Chissà se quei sapienti che hanno incrociato il Bambino di Betlemme nei suoi primi giorni di vita, hanno poi saputo – come ci ricordava l’annuncio della Pasqua – anche dei suoi ultimi giorni, appunto della sua Pasqua!

La mia è evidentemente una domanda retorica, ma vorrebbe aiutarci a superare il livello ormai ridotto al confine tra le favole e i racconti di fantasia che il vangelo ha assunto e così riconoscere in coloro che erano detti magi dai Persiani, quei cercatori di sempre che per gli Ebrei erano gli scribi, e che cercavano nella Scrittura l’alfabeto di Dio; per i Greci erano i filosofi e che indagavano il senso, il Logos delle cose; o ancora per i Latini erano i savi, i sapienti, i cercatori di una sapienza del vivere pragmatica, concreta, fatta di indicazioni e consigli per saper stare al mondo.

Nei magi vediamo i cercatori di sempre, e appunto sono costoro che, insieme ai pastori, alla gente semplice, che non cerca altro che tirare la fine del mese perché questo è quello che può fare, ecco insieme a loro c’è una gran parte dell’umanità, che coltiva una ricerca religiosa, spirituale, filosofica, esistenziale di senso, di significato e che oggi è invitata a compiere un gesto, anzi due: il primo è guardare in alto e seguire una stella, il secondo è guardare in basso e contemplare un bambino.

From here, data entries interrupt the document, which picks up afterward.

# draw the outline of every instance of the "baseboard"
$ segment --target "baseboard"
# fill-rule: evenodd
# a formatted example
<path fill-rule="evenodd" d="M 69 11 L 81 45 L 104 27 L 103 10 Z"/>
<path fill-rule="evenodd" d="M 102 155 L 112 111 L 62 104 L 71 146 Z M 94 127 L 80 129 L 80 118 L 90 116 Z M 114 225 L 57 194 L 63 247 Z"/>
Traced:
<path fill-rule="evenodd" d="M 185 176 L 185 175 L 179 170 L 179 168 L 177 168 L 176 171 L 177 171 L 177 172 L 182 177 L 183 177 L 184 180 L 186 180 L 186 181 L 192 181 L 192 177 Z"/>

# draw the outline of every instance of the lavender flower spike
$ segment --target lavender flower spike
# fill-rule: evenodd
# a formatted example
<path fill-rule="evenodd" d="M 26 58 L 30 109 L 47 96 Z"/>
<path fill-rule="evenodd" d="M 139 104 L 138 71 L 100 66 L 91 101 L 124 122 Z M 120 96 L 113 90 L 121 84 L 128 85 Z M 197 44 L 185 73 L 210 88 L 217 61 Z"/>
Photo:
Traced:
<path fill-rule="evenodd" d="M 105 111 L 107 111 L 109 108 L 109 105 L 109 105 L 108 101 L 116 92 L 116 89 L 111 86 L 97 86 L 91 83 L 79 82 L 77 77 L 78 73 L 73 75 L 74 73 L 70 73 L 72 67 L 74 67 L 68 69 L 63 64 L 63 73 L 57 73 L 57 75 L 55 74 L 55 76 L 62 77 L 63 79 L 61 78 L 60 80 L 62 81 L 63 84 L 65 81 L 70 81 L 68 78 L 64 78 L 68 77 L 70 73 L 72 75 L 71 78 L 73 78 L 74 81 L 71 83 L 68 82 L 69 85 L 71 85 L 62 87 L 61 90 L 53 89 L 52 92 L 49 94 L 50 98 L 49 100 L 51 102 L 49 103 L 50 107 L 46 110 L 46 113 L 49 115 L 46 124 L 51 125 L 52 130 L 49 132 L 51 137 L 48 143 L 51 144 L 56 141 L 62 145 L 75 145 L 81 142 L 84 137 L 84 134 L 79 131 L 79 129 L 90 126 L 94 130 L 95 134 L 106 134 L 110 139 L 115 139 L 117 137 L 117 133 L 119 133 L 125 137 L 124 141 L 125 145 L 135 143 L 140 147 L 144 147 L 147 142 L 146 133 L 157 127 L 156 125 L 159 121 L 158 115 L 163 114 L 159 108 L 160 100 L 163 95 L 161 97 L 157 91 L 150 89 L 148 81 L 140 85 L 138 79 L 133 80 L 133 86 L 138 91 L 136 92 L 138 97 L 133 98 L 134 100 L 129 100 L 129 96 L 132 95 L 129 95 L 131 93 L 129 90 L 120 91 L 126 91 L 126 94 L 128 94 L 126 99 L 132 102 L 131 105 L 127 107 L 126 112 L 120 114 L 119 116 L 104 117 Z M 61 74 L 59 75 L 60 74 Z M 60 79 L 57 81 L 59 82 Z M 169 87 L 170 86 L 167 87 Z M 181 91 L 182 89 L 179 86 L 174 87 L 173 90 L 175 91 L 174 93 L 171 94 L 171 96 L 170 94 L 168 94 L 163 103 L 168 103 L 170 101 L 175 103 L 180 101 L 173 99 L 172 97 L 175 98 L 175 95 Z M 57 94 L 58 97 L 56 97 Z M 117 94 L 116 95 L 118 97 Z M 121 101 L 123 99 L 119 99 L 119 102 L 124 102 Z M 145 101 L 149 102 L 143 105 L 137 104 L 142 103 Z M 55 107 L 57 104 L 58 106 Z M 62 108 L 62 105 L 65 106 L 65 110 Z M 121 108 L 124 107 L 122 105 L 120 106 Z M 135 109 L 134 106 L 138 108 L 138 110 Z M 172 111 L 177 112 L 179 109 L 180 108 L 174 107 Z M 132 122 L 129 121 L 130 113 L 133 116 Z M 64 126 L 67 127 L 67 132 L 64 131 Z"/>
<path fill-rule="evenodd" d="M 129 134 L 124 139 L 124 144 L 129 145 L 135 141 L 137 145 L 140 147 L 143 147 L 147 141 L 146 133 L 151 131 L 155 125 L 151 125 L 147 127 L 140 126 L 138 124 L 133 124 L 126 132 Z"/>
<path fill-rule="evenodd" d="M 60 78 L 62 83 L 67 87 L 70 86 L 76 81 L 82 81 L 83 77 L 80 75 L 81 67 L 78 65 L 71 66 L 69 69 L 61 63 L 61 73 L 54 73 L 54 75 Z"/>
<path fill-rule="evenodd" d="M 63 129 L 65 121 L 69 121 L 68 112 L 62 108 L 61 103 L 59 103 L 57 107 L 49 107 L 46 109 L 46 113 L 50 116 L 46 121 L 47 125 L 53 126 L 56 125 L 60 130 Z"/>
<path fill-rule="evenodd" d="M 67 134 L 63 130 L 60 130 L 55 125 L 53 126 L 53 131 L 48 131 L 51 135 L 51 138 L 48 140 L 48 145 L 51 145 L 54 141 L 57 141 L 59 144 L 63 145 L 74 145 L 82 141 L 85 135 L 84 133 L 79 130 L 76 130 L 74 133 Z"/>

È un’epifania, ma anche no: che cosa vedono? un neonato. Non è un cosa nuova né sorprendente più di quanto sia sorprendente ogni nuova vita che viene al mondo! Non vedono tutte quelle proiezioni che noi immaginiamo appartenere all’epifania di un sovrano onnipotente. Non ci sono lampi, tuoni, terremoti… cui ci ha abituato il Primo Testamento, ma una manifestazione in discesa, con un profilo basso. Forse è anche per questo che Matteo ha scelto la luce della stella per guidare il cammino. La stella non è proprio la grande luce che abbaglia e che Isaia si aspettava, eppure la stella è necessaria di notte e la puoi vedere solo di notte.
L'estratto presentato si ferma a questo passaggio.